Si tratta di un prelievo fiscale maggiore rispetto a quello previsto per i titoli di Stato ed i buoni postali fruttiferi, che avviene con un’aliquota agevolate del 12,50% (per conoscere meglio le varie forme di risparmio postale, leggi “Come investire soldi in posta“.
L’imposta di bollo sui libretti postali è dovuta, in misura pari a 34,20 euro all’anno, solo quando l’ammontare della giacenza media annua complessiva di tutti i libretti aventi il medesimo intestatario supera i 5.000 euro.
I libretti postali vanno inseriti in dichiarazione dei redditi?
I libretti postali non devono essere indicati nella dichiarazione dei redditi, né quando essa avviene con il modello 730 né quando si compila il modello Redditi, perché la tassazione di cui abbiamo parlato avviene alla fonte, a cura di Poste Italiane che opera la ritenuta dalla somma depositata sul libretto e versa l’importo all’Erario, agendo in qualità di sostituto d’imposta. Perciò l’intestatario del libretto postale è totalmente esente da obblighi dichiarativi delle somme depositate.
L’Agenzia delle Entrate conosce in partenza l’esistenza dei libretti postali, grazie alle informazioni contenute nell’archivio dei rapporti bancari e finanziari, che è parte integrante dell’Anagrafe Tributaria e viene integrato dalle comunicazioni periodicamente fornite dagli istituti di credito e da Poste Italiane. In altre parole, il Fisco sa chi possiede un libretto postale, così come conosce chi ha un conto corrente.
I libretti postali entrano nel calcolo dell’Isee?
In ogni caso, le giacenze medie annue depositate sui libretti postali rilevano ai fini dell’Isee, e devono essere riportate nella Dsu (Dichiarazione sostitutiva unica), necessaria per calcolare l’indicatore della situazione economica equivalente.
Come conoscere la giacenza media del libretto postale?

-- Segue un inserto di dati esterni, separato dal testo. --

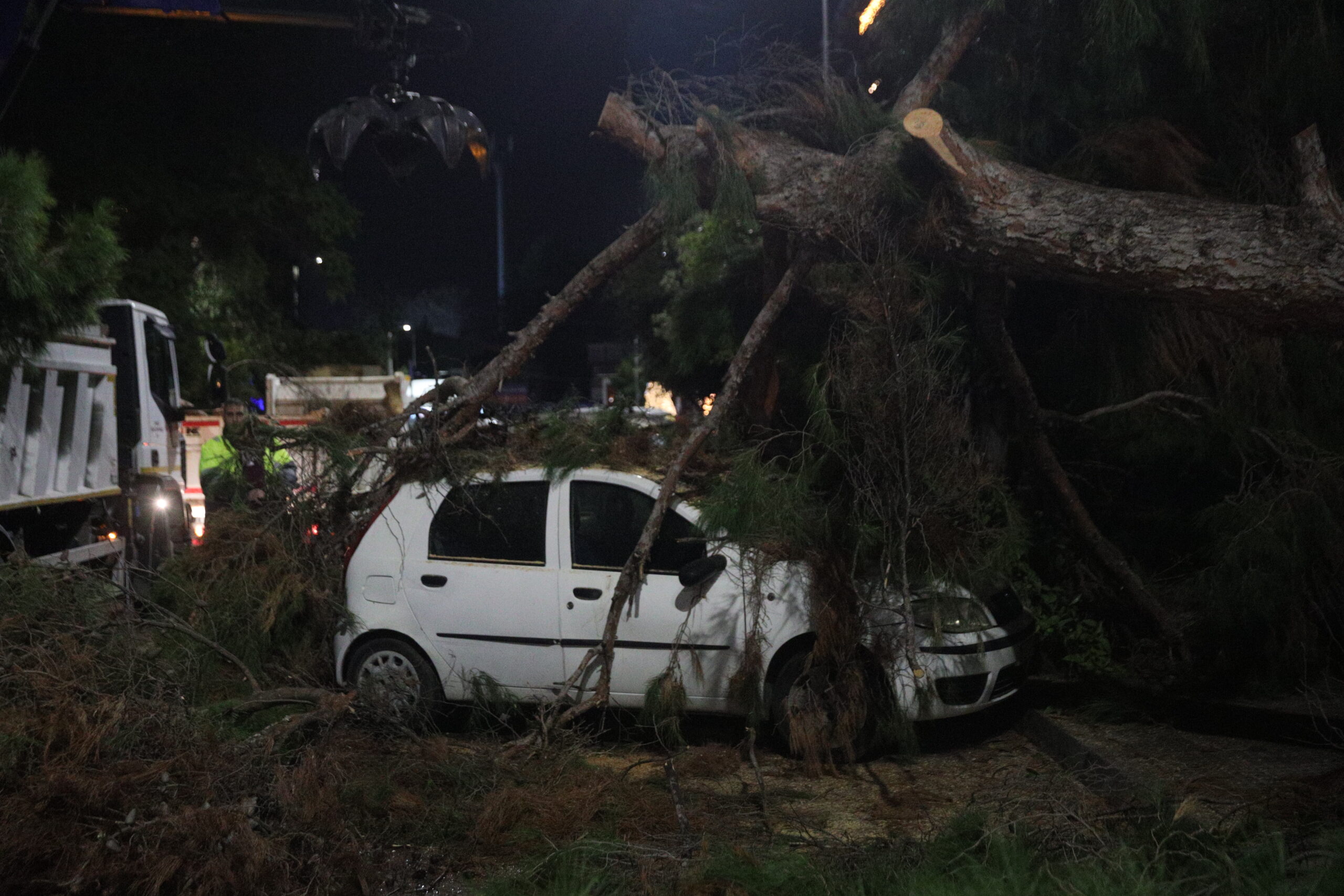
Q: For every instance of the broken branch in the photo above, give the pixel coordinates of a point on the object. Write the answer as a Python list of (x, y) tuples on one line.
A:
[(953, 45), (998, 343), (632, 575), (1318, 191), (1159, 395)]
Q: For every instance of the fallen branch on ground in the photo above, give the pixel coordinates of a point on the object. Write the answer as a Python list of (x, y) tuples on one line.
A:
[(279, 698)]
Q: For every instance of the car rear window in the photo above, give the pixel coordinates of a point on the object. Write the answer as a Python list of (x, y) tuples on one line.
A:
[(492, 523), (605, 524)]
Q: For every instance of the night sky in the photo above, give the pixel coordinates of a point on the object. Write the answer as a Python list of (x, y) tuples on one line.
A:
[(538, 73)]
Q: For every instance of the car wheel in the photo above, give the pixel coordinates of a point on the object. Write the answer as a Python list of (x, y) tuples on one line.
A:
[(394, 679), (790, 698)]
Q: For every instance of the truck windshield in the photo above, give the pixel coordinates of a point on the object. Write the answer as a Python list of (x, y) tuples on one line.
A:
[(163, 370)]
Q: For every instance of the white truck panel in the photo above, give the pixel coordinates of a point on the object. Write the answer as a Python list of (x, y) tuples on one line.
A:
[(57, 431)]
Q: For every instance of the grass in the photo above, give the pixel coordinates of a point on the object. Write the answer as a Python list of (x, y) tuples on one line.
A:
[(965, 861)]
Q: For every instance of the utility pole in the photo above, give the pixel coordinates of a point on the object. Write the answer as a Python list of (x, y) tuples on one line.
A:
[(500, 285)]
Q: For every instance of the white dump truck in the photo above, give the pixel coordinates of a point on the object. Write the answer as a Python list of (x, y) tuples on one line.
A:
[(92, 460)]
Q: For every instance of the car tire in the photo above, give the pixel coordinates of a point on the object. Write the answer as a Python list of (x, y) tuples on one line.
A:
[(395, 680), (784, 690)]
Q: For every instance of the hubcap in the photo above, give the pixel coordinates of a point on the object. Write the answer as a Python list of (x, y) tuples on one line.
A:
[(389, 679)]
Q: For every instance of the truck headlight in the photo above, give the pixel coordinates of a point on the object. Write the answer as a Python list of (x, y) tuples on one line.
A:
[(951, 614)]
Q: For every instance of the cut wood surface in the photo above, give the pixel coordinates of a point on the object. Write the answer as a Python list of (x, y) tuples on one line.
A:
[(1276, 265), (998, 344)]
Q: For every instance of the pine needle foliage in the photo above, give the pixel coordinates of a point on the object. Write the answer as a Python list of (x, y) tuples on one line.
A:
[(50, 273), (664, 708)]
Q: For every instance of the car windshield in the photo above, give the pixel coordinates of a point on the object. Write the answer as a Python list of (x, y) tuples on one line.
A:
[(606, 522), (159, 356)]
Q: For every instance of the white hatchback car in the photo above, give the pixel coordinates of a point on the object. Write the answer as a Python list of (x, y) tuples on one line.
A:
[(512, 578)]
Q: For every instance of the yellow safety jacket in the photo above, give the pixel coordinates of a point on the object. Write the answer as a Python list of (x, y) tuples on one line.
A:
[(222, 471)]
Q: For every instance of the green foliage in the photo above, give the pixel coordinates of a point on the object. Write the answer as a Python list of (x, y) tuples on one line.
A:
[(572, 441), (214, 250), (664, 707), (49, 281), (494, 710)]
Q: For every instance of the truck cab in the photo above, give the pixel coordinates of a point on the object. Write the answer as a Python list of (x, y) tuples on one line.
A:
[(151, 453)]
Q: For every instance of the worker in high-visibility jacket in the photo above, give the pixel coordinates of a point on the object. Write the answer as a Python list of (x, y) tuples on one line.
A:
[(238, 467)]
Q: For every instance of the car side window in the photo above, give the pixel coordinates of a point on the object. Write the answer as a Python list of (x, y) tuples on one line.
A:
[(605, 524), (492, 523)]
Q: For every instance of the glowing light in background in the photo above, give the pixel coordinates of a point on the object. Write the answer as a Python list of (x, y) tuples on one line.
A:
[(869, 14)]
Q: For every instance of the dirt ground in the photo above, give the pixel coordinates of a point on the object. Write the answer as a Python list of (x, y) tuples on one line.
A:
[(991, 770)]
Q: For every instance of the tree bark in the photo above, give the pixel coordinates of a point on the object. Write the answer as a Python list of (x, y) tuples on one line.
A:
[(632, 575), (1277, 267), (466, 400), (994, 336)]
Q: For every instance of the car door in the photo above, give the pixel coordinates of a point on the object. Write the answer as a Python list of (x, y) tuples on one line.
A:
[(605, 515), (481, 583)]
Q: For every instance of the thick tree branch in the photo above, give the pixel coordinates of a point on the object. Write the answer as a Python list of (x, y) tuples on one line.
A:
[(1318, 191), (468, 398), (958, 37), (994, 336), (632, 575), (1277, 267), (624, 124)]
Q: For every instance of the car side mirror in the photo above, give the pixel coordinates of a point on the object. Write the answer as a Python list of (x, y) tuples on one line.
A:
[(701, 571)]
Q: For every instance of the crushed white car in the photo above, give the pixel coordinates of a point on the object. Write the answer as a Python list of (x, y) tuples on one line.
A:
[(514, 578)]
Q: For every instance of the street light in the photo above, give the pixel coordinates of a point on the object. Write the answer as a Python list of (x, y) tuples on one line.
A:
[(406, 328)]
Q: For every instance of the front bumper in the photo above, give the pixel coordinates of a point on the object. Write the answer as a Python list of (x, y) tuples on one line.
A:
[(960, 675)]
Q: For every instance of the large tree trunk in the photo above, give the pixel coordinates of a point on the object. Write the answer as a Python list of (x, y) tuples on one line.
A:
[(994, 338), (1278, 267), (632, 575)]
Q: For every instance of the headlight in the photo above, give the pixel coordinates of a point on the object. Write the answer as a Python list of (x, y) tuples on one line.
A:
[(951, 614)]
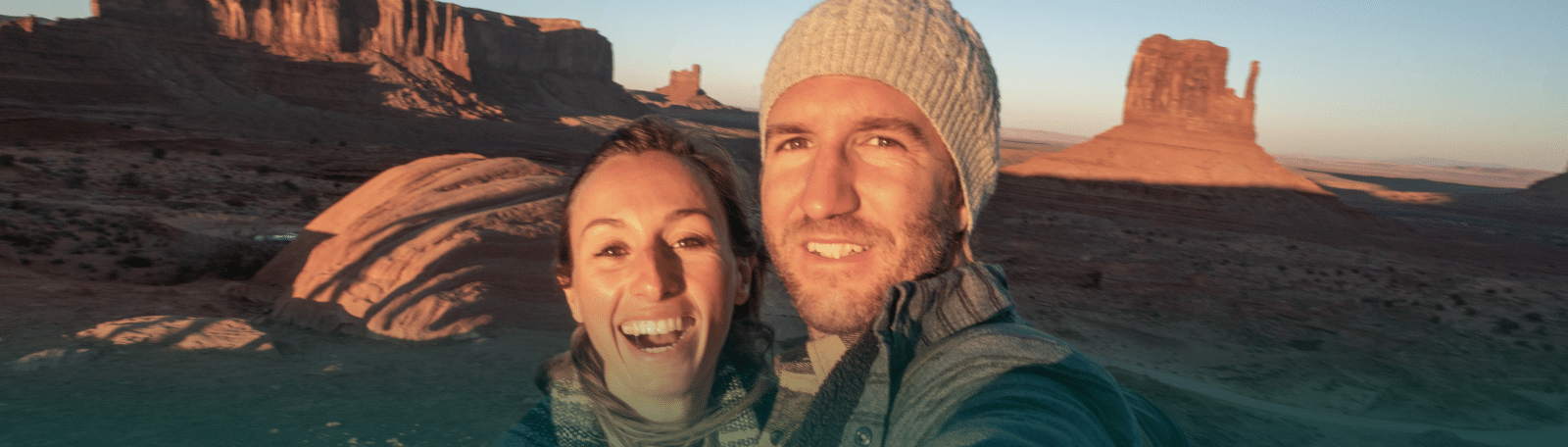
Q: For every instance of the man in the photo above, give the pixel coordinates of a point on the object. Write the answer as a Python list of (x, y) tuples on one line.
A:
[(878, 151)]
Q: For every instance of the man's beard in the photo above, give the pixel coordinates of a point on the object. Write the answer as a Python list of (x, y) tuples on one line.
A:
[(846, 303)]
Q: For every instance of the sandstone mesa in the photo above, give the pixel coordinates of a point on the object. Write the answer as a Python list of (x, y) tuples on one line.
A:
[(1181, 125)]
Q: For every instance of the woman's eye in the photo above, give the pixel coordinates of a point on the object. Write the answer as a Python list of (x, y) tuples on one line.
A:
[(612, 251), (692, 242)]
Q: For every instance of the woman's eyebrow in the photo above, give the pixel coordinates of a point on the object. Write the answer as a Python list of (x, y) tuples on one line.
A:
[(682, 214), (604, 222)]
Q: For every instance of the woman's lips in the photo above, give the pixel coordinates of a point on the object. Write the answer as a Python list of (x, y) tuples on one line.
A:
[(656, 336)]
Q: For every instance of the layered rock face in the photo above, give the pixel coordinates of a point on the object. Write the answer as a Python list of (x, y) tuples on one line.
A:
[(1181, 125), (436, 248), (235, 59), (1551, 192), (686, 90), (1184, 154)]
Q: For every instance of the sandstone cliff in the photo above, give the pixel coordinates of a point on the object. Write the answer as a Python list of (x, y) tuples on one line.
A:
[(279, 65), (684, 90), (1551, 192), (1181, 125), (435, 248), (1184, 154)]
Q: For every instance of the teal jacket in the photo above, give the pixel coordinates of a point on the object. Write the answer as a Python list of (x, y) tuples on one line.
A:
[(949, 363), (564, 418)]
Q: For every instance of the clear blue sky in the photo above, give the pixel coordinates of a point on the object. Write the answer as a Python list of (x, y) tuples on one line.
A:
[(1470, 80)]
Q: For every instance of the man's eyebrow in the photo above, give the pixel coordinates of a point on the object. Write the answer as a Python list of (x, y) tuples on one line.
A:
[(786, 129), (885, 123)]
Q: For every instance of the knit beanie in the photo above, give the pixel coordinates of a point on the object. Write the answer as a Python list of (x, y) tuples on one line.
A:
[(921, 47)]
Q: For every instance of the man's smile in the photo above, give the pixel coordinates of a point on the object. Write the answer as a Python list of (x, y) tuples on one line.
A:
[(835, 250)]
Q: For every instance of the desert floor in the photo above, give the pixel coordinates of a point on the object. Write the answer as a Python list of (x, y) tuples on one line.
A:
[(1449, 328)]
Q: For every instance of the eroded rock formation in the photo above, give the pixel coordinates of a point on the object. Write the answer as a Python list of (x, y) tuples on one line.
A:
[(261, 62), (684, 90), (1181, 125), (1184, 154), (435, 248), (1551, 192)]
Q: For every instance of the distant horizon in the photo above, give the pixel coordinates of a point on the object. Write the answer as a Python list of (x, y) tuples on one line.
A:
[(1486, 83)]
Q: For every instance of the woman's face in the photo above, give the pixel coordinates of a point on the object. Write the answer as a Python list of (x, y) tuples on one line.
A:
[(655, 281)]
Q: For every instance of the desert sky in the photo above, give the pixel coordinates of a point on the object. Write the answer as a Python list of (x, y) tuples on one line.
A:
[(1482, 82)]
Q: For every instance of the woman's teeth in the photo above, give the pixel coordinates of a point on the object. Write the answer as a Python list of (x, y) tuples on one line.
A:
[(833, 250), (655, 336)]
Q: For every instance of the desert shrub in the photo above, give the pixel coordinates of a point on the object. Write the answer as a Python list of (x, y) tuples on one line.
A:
[(129, 180), (36, 243), (310, 201), (133, 263), (224, 258), (1505, 326)]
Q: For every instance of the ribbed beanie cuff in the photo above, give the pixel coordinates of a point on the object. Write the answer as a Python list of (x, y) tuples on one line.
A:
[(921, 47)]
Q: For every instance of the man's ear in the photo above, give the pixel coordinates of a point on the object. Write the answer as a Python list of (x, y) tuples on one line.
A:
[(571, 297), (745, 266)]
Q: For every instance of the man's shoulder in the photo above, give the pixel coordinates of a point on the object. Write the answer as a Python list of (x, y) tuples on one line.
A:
[(993, 345)]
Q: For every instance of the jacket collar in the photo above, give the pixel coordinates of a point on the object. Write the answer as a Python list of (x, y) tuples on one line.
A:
[(925, 311)]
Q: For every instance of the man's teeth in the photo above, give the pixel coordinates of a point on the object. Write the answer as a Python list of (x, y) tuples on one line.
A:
[(833, 250), (653, 326)]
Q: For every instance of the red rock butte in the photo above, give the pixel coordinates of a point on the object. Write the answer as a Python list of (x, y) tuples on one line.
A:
[(266, 63), (686, 88), (1181, 125)]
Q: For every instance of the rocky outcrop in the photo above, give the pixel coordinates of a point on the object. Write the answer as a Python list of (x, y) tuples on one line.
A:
[(443, 247), (250, 62), (1186, 154), (1551, 192), (1181, 125), (684, 90)]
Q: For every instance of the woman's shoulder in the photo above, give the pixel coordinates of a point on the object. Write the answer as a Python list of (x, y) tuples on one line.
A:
[(537, 428)]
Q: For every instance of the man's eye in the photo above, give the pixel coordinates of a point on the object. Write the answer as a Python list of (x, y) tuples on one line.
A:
[(882, 141), (796, 143)]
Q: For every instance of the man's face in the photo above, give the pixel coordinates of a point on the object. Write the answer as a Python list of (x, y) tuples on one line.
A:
[(858, 193)]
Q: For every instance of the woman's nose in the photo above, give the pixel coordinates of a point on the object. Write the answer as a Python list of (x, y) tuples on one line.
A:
[(659, 273)]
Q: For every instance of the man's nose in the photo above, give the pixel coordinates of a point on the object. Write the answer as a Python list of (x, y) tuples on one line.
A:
[(830, 185), (659, 273)]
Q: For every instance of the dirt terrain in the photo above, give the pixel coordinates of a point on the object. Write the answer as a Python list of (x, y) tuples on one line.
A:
[(1360, 310), (1424, 323)]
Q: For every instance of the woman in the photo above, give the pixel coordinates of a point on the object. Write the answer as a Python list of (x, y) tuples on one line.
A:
[(663, 276)]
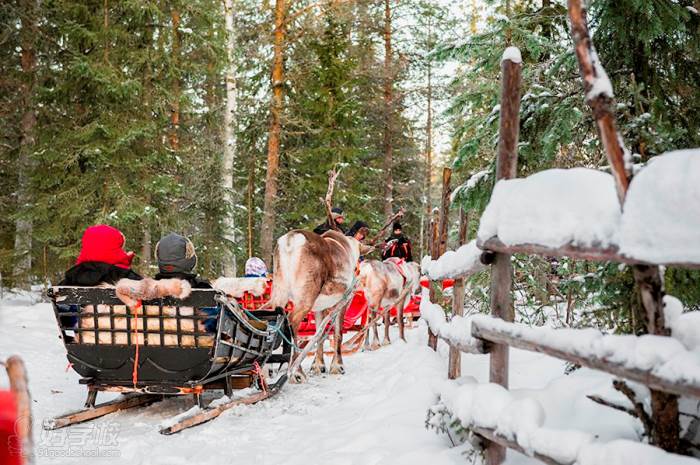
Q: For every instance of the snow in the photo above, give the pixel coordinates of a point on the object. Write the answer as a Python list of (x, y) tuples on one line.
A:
[(661, 216), (684, 326), (659, 222), (452, 264), (554, 208), (373, 415), (665, 357), (457, 331), (601, 85), (512, 54), (471, 182)]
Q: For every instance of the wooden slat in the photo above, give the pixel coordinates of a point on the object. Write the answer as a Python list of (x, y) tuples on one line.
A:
[(454, 369), (502, 270), (640, 376), (479, 347), (597, 254), (101, 410), (492, 436)]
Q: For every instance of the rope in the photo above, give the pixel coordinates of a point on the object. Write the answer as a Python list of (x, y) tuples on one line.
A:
[(135, 369)]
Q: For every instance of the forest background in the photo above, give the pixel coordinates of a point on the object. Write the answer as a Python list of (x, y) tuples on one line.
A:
[(221, 119)]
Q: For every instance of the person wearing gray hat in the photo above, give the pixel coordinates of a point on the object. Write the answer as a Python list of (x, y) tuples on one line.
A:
[(176, 259)]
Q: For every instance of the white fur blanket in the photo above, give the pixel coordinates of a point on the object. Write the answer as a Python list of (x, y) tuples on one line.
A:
[(236, 287)]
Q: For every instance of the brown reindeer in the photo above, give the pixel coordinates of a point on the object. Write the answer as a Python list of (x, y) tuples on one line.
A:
[(383, 283), (315, 272)]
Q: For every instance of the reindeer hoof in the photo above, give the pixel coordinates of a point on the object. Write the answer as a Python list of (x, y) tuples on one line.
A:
[(297, 378), (337, 370), (318, 369)]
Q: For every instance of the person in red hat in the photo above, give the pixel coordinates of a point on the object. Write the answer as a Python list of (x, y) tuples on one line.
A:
[(102, 259)]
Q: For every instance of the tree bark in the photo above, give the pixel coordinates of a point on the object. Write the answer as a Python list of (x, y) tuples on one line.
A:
[(428, 151), (454, 370), (175, 105), (502, 269), (23, 224), (445, 210), (666, 431), (275, 132), (388, 113), (229, 141)]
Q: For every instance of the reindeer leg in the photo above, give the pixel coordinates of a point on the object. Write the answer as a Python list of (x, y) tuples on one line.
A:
[(319, 365), (337, 367), (370, 318), (387, 325), (297, 376)]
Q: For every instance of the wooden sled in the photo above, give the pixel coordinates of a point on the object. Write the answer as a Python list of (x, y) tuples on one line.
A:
[(165, 347)]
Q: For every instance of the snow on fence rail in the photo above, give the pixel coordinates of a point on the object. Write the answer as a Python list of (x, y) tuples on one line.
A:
[(517, 423), (575, 212), (578, 213)]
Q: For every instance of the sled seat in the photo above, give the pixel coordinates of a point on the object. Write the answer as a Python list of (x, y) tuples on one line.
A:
[(165, 342)]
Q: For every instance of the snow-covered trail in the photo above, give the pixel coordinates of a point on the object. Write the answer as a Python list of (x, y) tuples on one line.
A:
[(375, 414)]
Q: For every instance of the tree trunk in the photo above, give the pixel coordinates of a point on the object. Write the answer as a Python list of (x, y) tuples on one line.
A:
[(23, 225), (273, 141), (388, 113), (175, 105), (428, 149), (229, 142)]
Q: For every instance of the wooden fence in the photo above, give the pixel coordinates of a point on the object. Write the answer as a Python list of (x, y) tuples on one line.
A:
[(665, 430)]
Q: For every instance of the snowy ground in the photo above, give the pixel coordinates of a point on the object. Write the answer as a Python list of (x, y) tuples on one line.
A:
[(375, 414)]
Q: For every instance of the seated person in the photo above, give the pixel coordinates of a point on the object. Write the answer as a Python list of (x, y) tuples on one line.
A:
[(176, 260), (102, 259), (255, 268), (337, 214)]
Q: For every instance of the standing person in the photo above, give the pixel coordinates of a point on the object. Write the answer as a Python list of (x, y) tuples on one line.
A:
[(397, 245), (176, 259), (337, 214), (102, 259)]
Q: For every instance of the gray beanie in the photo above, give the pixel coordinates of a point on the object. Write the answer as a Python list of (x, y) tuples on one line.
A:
[(175, 254)]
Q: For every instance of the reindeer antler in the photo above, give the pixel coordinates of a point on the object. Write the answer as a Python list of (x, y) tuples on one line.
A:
[(380, 233), (328, 201)]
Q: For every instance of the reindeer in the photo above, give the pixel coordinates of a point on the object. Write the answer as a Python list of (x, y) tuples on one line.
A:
[(384, 283), (315, 272)]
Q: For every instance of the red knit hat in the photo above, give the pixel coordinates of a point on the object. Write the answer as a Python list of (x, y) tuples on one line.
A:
[(102, 243)]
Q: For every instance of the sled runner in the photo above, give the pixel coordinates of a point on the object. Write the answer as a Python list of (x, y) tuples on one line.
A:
[(164, 347)]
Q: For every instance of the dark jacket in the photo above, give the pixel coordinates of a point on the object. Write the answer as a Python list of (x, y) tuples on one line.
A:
[(397, 246), (195, 281), (321, 228), (95, 273)]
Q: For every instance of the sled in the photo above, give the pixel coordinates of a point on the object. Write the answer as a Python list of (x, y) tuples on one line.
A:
[(163, 347), (355, 321)]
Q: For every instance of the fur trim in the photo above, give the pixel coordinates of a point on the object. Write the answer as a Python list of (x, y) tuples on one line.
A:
[(236, 287), (131, 291)]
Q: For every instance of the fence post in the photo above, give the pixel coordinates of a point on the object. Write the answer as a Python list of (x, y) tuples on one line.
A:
[(434, 253), (501, 269), (17, 375), (649, 280), (454, 369), (445, 210)]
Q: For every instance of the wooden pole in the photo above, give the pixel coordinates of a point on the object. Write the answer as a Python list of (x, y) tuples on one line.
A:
[(666, 431), (434, 244), (19, 385), (445, 209), (454, 370), (501, 269)]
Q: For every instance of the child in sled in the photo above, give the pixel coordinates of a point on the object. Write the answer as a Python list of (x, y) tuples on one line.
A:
[(102, 259)]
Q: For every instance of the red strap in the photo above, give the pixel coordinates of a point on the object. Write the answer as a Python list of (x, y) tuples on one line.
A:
[(135, 370)]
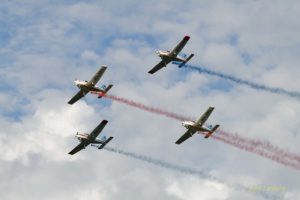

Se hai un libretto in formato cartaceo, devi recarti allo sportello dell’ufficio postale e compilare il modulo di richiesta; l’impiegato ti rilascerà la relativa attestazione. Se invece possiedi un libretto dematerializzato, puoi consultare, sul sito di Poste Italiane, nella sezione “Documenti e contratti” all’interno dell’area riservata, l’informazione di interesse.